12).- O FF era estudante, bom aluno e frequentara o Curso de Línguas e Humanidades na Universidade Nova de Lisboa. – r qs 2, 3 e 4

13).- Não fora o acidente, o FF partiria poucos dias depois da data do mesmo para Inglaterra, onde prosseguiria os seus estudos. – r qs 5 e 6.

14).- O FF já tinha adquirido o bilhete de avião para Inglaterra, no que gastou 68,99 €. – r qs 7 e 8

15).- O FF era um jovem saudável e alegre. – r q 9

16).- O FF gostava de viver e cultivava amizades. – r q 10

17).- O FF seria amparo e conforto dos seus pais na velhice destes. – r q 12

18).- O FF era muito dedicado aos autores com os quais mantinha relações de grande afectividade. – r q 13

19).- A morte do FF foi o maior desgosto da vida dos seus pais. – r q 14

20).- Com a morte do FF os autores perderam a alegria de viver, que ainda não recuperaram e desconhecem se alguma vez a recuperarão. – r qs 15, 16 e 17

21).- Os autores sempre recordarão, com profunda tristeza, a morte de seu filho, que amavam e do qual muito se orgulhavam. – r qs 18 e 19.      

III

Apreciando

recurso da ré

1 Coloca-se, antes do mais, a questão prévia da admissibilidade do recurso.

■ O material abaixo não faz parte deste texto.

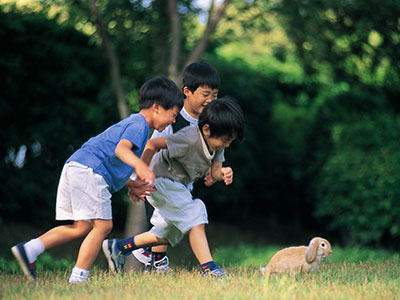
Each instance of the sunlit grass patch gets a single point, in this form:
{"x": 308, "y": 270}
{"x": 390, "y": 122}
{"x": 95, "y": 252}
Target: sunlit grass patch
{"x": 337, "y": 280}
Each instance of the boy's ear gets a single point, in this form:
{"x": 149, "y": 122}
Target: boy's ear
{"x": 206, "y": 130}
{"x": 156, "y": 107}
{"x": 186, "y": 91}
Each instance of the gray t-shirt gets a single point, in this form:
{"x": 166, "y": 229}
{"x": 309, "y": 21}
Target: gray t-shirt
{"x": 186, "y": 158}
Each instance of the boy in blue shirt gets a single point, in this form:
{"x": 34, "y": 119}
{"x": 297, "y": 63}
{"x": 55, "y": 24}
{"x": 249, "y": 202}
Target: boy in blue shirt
{"x": 186, "y": 156}
{"x": 100, "y": 167}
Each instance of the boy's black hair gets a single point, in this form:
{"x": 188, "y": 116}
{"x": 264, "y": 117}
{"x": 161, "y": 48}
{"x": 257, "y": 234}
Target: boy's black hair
{"x": 160, "y": 90}
{"x": 225, "y": 118}
{"x": 198, "y": 74}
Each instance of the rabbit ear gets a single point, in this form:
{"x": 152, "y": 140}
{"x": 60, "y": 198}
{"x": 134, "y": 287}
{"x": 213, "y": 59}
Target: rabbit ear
{"x": 311, "y": 250}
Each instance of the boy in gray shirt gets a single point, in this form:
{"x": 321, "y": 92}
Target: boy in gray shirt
{"x": 185, "y": 157}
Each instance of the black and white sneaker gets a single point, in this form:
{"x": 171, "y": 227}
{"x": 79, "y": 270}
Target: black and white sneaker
{"x": 20, "y": 254}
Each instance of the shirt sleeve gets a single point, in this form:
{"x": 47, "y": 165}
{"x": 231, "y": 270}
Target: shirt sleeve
{"x": 166, "y": 131}
{"x": 178, "y": 143}
{"x": 136, "y": 133}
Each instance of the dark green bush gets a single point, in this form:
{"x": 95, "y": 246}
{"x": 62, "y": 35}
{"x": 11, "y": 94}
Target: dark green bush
{"x": 51, "y": 81}
{"x": 357, "y": 183}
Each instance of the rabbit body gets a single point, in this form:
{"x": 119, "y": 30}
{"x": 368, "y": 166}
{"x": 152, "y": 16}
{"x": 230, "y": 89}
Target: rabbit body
{"x": 301, "y": 259}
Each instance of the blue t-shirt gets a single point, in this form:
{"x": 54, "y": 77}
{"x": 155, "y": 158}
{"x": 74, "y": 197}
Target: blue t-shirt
{"x": 98, "y": 152}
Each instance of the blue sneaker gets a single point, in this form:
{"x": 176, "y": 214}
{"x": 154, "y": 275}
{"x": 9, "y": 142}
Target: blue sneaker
{"x": 115, "y": 258}
{"x": 214, "y": 273}
{"x": 142, "y": 255}
{"x": 20, "y": 254}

            O artº 721º nº 3 do C. P. Civil determina que não há recurso de revista da decisão que confirme, sem voto de vencido a decisão de 1º instância.

            Esta confirmação não abrange unicamente os casos em que formalmente há, ipsis verbis, a repetição do julgado. Abarca igualmente aqueles casos em que a pretensão do autor com o recurso de revista já foi denegada pelas instâncias. Ainda aqui há dupla conforme.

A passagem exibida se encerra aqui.